With Scream suddenly defunct, Grohl hears through the grapevine that Nirvana, who were already well-known, was interested in him. His second secondment finds him (not) sleeping on Kurt Cobain’s couch, kept awake by a desperate terrarium tortoise’s butting. An emaciated Grohl survives on cheap corndogs from a gas station until his first paycheck arrives.
Nirvana
The band’s meteoric rise is thrilling and perplexing – until it isn’t. When Nirvana disbands, he declines a lucrative job playing drums for Tom Petty and the Heartbreakers in order to record Foo Fighters’ excellent debut album in a makeshift home studio, playing every instrument himself.

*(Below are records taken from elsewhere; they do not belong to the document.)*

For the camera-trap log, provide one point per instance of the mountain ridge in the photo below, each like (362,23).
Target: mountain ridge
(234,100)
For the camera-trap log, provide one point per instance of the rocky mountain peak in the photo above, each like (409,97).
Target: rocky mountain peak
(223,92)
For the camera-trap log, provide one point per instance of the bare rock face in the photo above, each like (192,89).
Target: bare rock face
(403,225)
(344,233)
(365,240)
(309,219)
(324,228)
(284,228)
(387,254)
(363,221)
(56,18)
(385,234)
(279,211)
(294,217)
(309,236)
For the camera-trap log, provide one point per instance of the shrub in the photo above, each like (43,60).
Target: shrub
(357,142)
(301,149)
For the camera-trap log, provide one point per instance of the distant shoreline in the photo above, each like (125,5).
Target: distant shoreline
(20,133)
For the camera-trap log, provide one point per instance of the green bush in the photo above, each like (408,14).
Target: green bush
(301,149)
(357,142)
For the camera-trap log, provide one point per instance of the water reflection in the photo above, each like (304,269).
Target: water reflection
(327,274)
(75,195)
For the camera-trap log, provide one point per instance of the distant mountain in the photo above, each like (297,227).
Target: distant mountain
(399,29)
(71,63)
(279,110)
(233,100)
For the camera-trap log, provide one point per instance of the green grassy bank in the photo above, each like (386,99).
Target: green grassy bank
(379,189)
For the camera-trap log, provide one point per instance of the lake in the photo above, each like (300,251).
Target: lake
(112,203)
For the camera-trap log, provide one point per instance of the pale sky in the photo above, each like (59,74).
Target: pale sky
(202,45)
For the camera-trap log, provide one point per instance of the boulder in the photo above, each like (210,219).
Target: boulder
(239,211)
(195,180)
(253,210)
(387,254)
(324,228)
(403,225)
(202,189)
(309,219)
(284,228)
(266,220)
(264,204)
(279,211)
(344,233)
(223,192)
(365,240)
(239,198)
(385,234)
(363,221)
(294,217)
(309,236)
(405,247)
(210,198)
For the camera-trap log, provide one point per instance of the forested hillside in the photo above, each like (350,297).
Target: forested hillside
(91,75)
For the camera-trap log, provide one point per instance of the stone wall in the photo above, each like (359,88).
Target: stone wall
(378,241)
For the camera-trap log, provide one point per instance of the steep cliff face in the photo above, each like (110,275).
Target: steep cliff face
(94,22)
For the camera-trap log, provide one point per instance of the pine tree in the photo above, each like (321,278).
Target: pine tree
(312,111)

It is so rock’n’roll that he falls off a stage and breaks his leg at a Foo Fighters festival gig in Sweden in 2015, goes to the hospital, and then returns to finish the show. However, the A-list fun is less thrilling than when a very young Grohl is enlisted to play drums for Iggy Pop.
He is constantly grateful for his good fortune, meeting his idols and not being let down, and being delirious at playing in a supergroup, Them Crooked Vultures, with Led Zeppelin bassist John Paul Jones. And, while Grohl is a lively and thoughtful writer, his strange editorial decisions irritate me: the repetitions and the changes to a strange font when he wants to emphasize a point. That hand-holding contrasts with the cover image of a bespectacled rock elder statesman gazing maturely backward.